Poetry

Two Poems

By Tania Runyan

Groanings Too Deep for Words

The morning I read about the newborn
found in the fast food dumpster,
heard the neighbor slam the door
on her idiot whore of a daughter,
and stepped on a Lego with my bare feet,
the magma of my own anger rising
with terrible speed, I grabbed the spade
from its winter storage and plunged
the cold steel into the earth.

Wars raged. My eyelid twitched.
But there was no prayer to save us,
just the lifting and turning of winter’s thaw,
my shovel crunching like a chant.
I wanted to curl into the clay, nest among
the locust nymphs lodged there like fetal hearts.
I lifted a clod throbbing with earthworms
and didn’t wipe my hands. I kept them there,
wet and alive, squeezing through my fingers.

 

Paul’s Blinding of Elymas

Sometimes you must do things out of love
that devastate the senses.

This wasn’t easy, Elymas. I know
blindness.
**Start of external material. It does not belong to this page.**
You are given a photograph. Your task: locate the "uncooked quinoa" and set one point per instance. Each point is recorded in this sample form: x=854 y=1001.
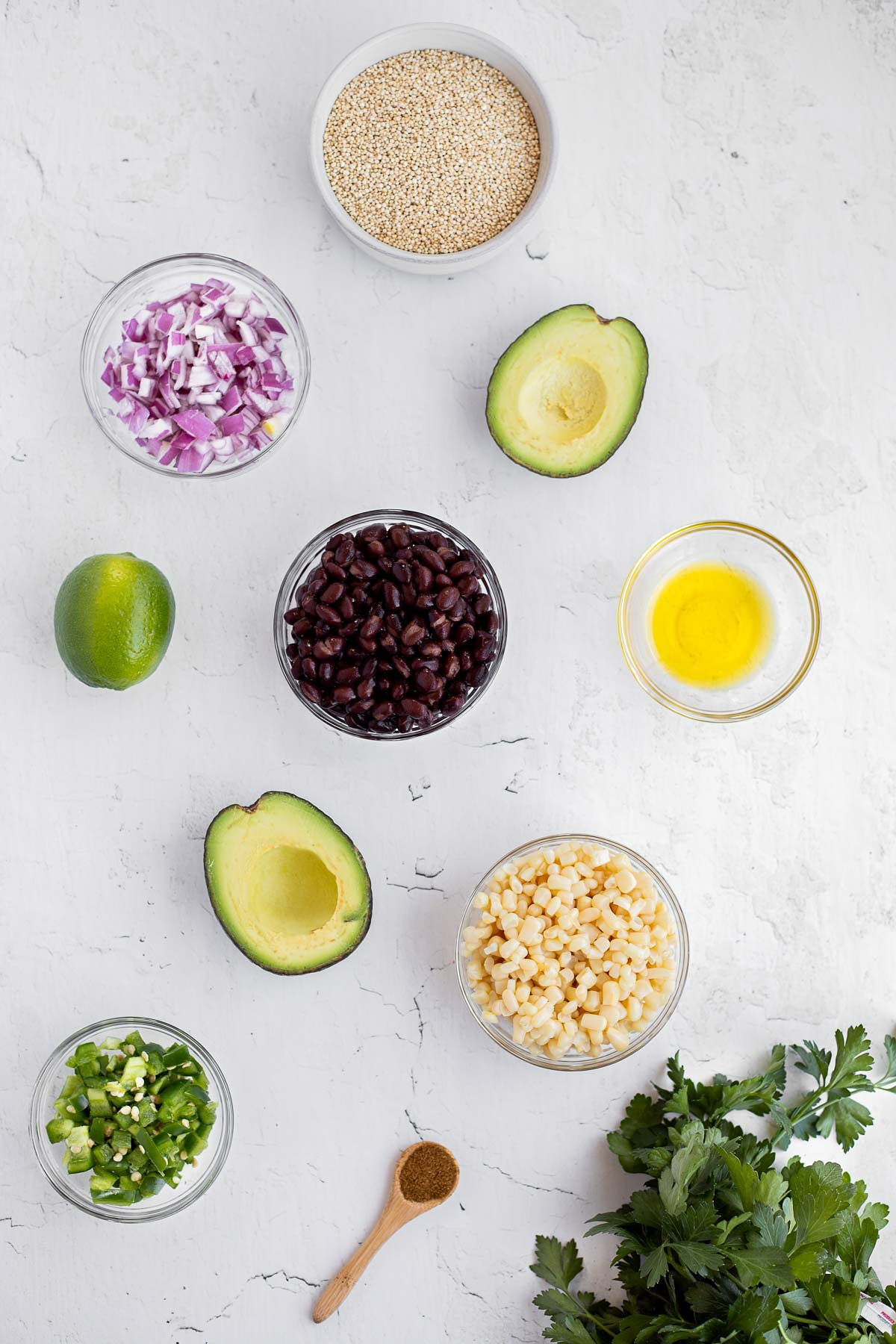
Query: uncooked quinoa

I know how suddenly

the specks in the stones you can’t see
become something you would die for.

From the way you grope this cloud of mist
I know you’re trying to imagine

the color of the stars right now,
the blue-white shine that once

ignited your hands with power,
but can conjure only

the upturned bellies of poisoned frogs,
your mother’s dying lips.

Don’t you know how small
this life is? Even the stars

are just the sweat Christ shakes
from his brow. When you make crooked

the path to eternity, you send your brother
to oblivion, to the buried speck

in the midnight desert stone. This time,
no magic will save you. You

will have to find your life in the dark.
Today you will have to be led by the hand.

 

Tania Runyan’s second and most recent full-length book is A Thousand Vessels. She was awarded a grant from the National Endowment for the Arts in 2011.